- Carácuaro de Morelos Carácuaro de Morelos
- Coordinates: 19°00′59″N 101°07′35″W﻿ / ﻿19.0164°N 101.1265°W
- Country: Mexico
- State: Michoacán
- Municipality: Carácuaro

Population (2020)
- • Total: 4,149

= Carácuaro de Morelos =

Carácuaro de Morelos is a town in the Mexican state of Michoacán.

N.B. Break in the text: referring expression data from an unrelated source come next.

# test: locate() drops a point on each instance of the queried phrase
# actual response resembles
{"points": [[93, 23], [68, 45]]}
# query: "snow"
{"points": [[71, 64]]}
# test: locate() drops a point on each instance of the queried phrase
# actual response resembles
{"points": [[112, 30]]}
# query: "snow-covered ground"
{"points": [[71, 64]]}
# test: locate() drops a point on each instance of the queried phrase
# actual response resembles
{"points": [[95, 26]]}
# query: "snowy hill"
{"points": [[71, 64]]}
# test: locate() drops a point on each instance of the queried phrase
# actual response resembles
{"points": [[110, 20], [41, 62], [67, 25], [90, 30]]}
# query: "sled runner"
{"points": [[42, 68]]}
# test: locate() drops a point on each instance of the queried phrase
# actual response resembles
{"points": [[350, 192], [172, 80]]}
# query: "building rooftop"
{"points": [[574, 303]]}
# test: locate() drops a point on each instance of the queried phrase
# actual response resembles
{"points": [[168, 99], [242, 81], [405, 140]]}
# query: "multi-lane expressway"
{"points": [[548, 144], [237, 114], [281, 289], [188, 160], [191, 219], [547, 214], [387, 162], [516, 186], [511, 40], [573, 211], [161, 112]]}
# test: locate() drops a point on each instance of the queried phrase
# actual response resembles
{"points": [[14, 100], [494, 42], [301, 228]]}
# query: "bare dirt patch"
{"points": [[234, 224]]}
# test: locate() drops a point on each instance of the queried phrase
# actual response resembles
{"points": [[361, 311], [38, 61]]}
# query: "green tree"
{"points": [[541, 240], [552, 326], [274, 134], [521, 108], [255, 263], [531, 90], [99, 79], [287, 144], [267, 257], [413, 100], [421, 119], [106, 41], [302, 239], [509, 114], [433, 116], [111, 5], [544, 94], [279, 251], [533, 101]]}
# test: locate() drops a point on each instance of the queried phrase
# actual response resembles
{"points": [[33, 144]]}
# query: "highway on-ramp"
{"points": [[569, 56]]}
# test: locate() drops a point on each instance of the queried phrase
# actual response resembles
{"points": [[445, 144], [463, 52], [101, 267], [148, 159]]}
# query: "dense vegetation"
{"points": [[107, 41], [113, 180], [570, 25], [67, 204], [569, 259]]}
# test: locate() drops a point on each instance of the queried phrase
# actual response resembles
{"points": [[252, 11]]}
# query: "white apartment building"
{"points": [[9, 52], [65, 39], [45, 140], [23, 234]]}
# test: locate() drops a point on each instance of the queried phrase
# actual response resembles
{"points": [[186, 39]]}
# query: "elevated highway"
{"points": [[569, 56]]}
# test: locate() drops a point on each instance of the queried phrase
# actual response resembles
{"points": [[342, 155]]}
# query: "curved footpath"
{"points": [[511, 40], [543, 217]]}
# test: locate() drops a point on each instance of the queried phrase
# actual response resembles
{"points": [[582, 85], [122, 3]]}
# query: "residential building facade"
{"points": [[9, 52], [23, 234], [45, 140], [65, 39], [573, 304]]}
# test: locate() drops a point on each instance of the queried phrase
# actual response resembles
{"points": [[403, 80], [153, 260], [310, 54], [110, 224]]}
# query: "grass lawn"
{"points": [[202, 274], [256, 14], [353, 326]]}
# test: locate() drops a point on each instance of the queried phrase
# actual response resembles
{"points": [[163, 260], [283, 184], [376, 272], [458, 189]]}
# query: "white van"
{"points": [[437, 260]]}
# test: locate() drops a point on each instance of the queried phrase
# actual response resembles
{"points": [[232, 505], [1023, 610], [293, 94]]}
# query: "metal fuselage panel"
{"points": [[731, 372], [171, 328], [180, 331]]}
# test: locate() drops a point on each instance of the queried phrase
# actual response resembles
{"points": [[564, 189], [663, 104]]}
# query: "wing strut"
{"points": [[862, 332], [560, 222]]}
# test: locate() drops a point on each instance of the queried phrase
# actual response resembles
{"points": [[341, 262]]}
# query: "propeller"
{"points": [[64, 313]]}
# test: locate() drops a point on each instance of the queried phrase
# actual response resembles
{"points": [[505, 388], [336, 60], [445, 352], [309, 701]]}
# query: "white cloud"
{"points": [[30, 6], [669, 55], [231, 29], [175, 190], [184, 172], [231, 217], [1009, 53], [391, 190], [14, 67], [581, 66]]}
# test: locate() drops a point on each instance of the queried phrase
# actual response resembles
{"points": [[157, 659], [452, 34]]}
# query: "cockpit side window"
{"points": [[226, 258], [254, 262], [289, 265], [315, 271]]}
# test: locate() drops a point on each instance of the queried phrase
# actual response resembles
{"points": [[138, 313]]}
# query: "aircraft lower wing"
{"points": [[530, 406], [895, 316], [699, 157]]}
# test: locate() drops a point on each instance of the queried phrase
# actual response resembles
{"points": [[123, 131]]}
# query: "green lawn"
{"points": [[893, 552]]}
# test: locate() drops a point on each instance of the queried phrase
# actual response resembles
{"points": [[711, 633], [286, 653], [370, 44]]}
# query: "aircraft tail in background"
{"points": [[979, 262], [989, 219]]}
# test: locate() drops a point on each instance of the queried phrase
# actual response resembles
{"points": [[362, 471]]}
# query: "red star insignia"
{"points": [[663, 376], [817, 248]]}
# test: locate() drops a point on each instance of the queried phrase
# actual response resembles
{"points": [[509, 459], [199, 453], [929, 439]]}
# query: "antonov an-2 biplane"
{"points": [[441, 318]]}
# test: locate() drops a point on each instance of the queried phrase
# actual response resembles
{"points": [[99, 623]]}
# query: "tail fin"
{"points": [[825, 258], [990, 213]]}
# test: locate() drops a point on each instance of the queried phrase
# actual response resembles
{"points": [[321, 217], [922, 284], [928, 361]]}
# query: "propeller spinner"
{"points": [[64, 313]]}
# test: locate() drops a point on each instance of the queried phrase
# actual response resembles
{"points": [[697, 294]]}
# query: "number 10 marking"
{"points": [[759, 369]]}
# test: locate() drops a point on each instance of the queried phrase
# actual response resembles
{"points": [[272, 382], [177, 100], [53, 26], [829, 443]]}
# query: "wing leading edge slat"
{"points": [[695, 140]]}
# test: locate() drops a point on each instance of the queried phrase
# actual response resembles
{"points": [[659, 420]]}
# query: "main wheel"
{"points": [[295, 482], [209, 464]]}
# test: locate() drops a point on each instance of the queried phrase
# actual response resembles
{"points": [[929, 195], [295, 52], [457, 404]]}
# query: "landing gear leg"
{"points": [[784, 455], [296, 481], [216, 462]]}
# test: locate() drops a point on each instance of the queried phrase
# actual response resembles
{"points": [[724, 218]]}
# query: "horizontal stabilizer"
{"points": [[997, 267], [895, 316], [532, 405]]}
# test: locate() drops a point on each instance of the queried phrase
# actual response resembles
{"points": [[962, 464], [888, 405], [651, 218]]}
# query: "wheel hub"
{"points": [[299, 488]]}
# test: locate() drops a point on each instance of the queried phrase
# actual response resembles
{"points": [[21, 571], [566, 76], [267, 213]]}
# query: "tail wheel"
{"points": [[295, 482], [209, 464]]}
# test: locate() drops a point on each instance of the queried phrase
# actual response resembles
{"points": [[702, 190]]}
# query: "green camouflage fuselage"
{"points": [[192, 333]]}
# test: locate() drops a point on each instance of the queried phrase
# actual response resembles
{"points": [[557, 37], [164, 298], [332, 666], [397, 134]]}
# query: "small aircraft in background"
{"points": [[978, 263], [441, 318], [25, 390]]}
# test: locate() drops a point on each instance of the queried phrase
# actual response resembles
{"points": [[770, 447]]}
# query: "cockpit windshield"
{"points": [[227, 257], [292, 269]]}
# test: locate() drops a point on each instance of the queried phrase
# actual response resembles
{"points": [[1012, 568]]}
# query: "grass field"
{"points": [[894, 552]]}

It serves as the municipal seat for the surrounding municipality of Carácuaro.

==Toponomy==
The word "Carácuaro" comes from the Chichimeca word carakua, meaning "place of slope" or "place on the slope". "Morelos" refers to José María Morelos, a prominent revolutionary during the Mexican War of Independence.

==Demographics==
In the 2020 census, Carácuaro de Morelos had 4,149 inhabitants, which represents an average increase of 1.3% per year in the 2010-2020 period based on the 3,653 inhabitants registered in the previous census. It occupies an area of 2,418 km^{2}, with a density of 1,716 inhabitants/km^{2}.

In 2010, it was classified as a locality with a high degree of social vulnerability. The population of Carácuaro de Morelos is mostly literate (8.10% of illiterate people as of 2020) with a schooling level of more than 7.5 years. Only 0.29% of the population recognizes itself as indigenous.